Land Line and OOIDA received some reports that truckers with IRP plates were receiving bills for the new Commercial Distribution Fee in Illinois, even though those truckers should not face the charge until their plates renew.

Officials with the Secretary of State’s office have a place those truckers can call to report an incorrect billing.

Don Kerber, a legislative liaison with the secretary’s office, said Truckers who have IRP plates renewed in April who have not made changes to their operations of fleet since July 1, but who have received a bill, should call Mick Ramirez, who is in charge of IRP matters for Illinois, at (217) 785-7197.

However, Beth Kauffman, a spokeswoman for the Secretary of State, said if truckers are in-state – and therefore owe the tax now – they should not call the IRP office.

Truckers who do owe but still want to lodge a complaint about the fee should instead call the governor’s office or their legislator.

The new fee and collection policy, Kerber and Kauffman said, was set by the General Assembly and signed by the governor; the Secretary of State’s office and IRP office are only carrying it out, and cannot change the policy.

"We're just the messengers," Kauffman said.

To contact members of the Senate, call (217) 782-4517; to contact members of the House, call (217) 782-8223.

Many truckers don’t understand what the fee is for, Koncilia said. But more common are questions about timing.

"They can't understand how they can make them pay this going retroactive back to July 1," she said. "They were under the impression from something or misunderstood that this would take place upon renewal date rather than something immediate."

Although many truckers have complained that the fee is retroactive – charging them more for plates they purchased earlier in the year – state officials say it is not, even though the fee notices arrived three months after the purchase date for in-state plates.

Kauffman said because the governor signed the bill at the end of June, the Secretary of State’s Office was not able to react quickly enough to get the bills out by July 1, when the fee should have been charged.
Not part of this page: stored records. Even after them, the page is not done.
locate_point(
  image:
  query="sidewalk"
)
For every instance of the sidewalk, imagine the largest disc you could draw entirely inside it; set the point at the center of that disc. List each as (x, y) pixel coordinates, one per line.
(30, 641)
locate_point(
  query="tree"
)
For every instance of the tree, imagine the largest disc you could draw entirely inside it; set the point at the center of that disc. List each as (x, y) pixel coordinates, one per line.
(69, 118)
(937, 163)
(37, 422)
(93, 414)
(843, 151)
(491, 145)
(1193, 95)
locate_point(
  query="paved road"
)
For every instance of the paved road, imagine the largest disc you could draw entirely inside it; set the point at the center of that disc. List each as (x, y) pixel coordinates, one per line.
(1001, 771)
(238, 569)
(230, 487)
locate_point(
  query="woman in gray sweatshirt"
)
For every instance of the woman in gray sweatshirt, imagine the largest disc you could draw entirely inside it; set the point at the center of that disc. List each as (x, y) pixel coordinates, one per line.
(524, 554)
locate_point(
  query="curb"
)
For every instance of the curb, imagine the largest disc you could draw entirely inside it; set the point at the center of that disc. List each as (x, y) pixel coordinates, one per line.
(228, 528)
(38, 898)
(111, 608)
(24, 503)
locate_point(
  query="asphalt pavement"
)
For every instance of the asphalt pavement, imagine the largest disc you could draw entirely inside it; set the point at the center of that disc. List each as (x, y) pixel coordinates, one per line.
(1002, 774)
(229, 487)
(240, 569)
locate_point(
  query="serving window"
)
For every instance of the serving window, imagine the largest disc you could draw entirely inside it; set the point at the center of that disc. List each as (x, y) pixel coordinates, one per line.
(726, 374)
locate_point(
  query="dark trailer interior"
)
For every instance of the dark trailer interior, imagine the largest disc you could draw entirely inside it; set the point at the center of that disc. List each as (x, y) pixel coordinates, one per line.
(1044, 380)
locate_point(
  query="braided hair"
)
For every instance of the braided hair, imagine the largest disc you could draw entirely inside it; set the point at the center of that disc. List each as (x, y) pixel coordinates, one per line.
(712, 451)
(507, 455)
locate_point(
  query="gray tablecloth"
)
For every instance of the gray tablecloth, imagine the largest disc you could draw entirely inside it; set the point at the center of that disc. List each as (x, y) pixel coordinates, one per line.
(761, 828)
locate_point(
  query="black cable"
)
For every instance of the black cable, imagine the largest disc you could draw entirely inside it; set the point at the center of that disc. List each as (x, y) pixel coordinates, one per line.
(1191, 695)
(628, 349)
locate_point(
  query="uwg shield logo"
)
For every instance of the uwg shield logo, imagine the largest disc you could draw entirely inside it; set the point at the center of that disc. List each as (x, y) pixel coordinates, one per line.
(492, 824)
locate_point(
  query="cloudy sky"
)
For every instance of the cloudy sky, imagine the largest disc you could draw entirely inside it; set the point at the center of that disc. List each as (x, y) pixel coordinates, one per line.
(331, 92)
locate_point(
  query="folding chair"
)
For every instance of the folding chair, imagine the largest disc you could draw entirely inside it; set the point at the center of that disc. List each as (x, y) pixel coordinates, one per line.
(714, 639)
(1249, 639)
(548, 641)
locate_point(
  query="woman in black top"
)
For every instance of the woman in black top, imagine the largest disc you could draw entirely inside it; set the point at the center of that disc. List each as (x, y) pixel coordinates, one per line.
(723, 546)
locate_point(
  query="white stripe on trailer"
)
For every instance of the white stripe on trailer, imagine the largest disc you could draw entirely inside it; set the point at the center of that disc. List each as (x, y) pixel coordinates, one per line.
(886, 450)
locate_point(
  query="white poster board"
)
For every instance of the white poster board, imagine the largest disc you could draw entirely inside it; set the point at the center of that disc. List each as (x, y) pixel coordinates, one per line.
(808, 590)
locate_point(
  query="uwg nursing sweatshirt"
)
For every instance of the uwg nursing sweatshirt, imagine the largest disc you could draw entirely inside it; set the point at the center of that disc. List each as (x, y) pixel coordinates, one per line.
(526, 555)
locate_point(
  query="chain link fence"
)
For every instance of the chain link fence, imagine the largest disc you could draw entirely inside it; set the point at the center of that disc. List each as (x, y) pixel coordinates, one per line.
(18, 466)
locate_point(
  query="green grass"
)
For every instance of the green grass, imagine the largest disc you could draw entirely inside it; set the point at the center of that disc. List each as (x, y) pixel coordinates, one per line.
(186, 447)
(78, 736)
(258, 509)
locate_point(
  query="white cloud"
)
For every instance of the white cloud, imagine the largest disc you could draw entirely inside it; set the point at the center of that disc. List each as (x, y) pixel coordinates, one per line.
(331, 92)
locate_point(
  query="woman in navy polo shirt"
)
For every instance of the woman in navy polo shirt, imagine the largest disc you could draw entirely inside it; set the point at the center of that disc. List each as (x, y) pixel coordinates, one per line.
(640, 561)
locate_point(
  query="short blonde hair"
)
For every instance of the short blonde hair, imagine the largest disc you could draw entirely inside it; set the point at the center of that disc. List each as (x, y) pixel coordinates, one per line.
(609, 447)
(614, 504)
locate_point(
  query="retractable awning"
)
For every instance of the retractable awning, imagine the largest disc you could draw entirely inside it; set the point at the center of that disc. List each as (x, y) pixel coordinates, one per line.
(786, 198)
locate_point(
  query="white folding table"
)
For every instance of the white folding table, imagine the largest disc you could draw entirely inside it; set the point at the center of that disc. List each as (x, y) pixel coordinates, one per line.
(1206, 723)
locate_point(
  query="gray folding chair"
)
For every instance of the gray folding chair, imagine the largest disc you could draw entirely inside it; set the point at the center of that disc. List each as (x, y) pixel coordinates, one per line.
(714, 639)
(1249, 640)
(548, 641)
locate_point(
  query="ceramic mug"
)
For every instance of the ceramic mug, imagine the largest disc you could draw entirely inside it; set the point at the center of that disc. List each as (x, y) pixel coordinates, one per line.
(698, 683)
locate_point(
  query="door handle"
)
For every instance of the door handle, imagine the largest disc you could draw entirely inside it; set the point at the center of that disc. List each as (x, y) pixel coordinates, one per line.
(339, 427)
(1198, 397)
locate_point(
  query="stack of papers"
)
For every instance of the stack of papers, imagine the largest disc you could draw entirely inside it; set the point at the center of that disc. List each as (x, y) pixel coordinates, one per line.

"They impose these fees, and we're in charge of receiving the funds," Kauffman said. "The governor signs a bill and then we have to react.

"We couldn't just react in one day. It took us that long to get everything up and running . it took a lot of programming . to get the system up and ready to go."

An exodus from the Land of Lincoln?

Trucking industry officials had predicted that if SB841 passed, it would likely cost the state jobs. And that seems to be happening, just days after the letters started coming out.

The St. Louis Post-Dispatch reported Sept. 30 that a number of companies in Illinois were reacting to the new fees by moving their operations to neighboring Missouri. The address change for one company, Henderson Trucking Co. of Salem, IL, will cost the state 500 jobs and roughly $15 million in payroll, the newspaper reported.

Henderson had faced $100,000 in additional fees.

Owner-operators, who often work on a thin margin, are up in arms as well.

Koncilia said one trucker she spoke with said he was considering moving his operation to Wisconsin, while another trucker calling OOIDA said he was considering a move to Iowa.

OOIDA member Sonntag is among those who may make the move.

"I've already been talking to my wife about it," he said. "I've seriously thought about moving out of Illinois. My wife even says that when my daughter's out of high school - she's a senior - we can seriously think about doing that, because she's getting tired of it also, with everything going up."

This one’s not over yet

Some of the bill’s initial opponents are still intent on stopping the new fee. The controversy that arose since bills began arriving has emboldened them to move ahead with that effort.

One of the legislators who voted against the bill, Sen. John Sullivan, D-Rushville, told The Herald-Whig that some members of the Senate did not know when they voted for the measure that truckers would start paying the fees as of July 1.

"The more you examine it, the worse it looks," he told the newspaper. "It was a close vote when it passed last spring."

The bill passed 32-16 in the Senate and 62-54 in the House.

"We're sure going to try to get it overturned," he added, "now that people see how bad this is."